What's a deceptive claim? Ah, just refer (as the law does) to the U.S. Federal Trade Commission's "Guides for the Use of Environmental Marketing Claims," a.k.a. the Green Guides, which spell out numerous types of chicanery and provide lots of helpful examples. Like this one, on the need to distinguish between product and packaging:
A box of aluminum foil is labeled with the claim "recyclable," without further elaboration. Unless the type of product, surrounding language, or other context of the phrase establishes whether the claim refers to the foil or the box, the claim is deceptive if any part of either the box or the foil, other than minor, incidental components, cannot be recycled.
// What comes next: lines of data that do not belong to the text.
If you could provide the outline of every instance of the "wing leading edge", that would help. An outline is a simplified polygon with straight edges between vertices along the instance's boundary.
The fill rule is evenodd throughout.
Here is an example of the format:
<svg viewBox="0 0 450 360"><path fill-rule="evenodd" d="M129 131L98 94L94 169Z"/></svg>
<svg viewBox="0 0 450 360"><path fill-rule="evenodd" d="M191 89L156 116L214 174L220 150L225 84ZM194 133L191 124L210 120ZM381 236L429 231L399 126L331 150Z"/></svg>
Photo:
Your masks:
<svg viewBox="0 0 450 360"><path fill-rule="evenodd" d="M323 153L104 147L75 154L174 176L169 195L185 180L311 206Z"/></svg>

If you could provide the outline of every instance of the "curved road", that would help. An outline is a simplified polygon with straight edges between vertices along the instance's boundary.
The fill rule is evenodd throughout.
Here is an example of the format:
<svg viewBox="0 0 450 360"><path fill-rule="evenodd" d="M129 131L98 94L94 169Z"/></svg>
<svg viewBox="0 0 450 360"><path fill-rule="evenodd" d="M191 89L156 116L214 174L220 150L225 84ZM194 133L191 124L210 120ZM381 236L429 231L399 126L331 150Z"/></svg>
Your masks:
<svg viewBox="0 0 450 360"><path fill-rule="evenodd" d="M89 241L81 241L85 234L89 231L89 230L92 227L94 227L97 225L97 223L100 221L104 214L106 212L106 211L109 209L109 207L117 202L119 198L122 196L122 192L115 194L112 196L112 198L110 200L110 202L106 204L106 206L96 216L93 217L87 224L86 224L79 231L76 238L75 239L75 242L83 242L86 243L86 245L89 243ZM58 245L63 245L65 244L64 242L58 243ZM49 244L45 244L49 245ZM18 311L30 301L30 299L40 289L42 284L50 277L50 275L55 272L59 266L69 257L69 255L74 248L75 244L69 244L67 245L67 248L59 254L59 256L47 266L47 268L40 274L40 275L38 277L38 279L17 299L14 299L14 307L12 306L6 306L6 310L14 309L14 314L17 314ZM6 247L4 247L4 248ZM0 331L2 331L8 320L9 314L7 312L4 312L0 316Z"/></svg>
Or this one, which illustrates overstatement of environmental benefit:
A package of paper coffee filters is labeled "These filters were made with a chlorine-free bleaching process." The filters are bleached with a process that releases into the environment a reduced, but still significant, amount of the same harmful byproducts associated with chlorine bleaching. The claim is likely to overstate the product's benefits because it is likely to be interpreted by consumers to mean that the product's manufacture does not cause any of the environmental risks posed by chlorine bleaching.
Now, is it just me, or do you also feel like you encounter such deceptive claims all the time?
But I digress... The point is, it's heartening to see the legal community telling the business community to be truthful, or else face the wrath of enlightened consumers.
Broad claims are the most vulnerable to lawsuits, the article states. In general, companies would be wise to avoid using far-reaching phrases like "environmentally friendly" and instead to "state in the advertisement or on the label exactly what environmental benefit the product has." Oh, and be prepared to substantiate any claims with reliable documentation when asked.
That's an approach I can get behind.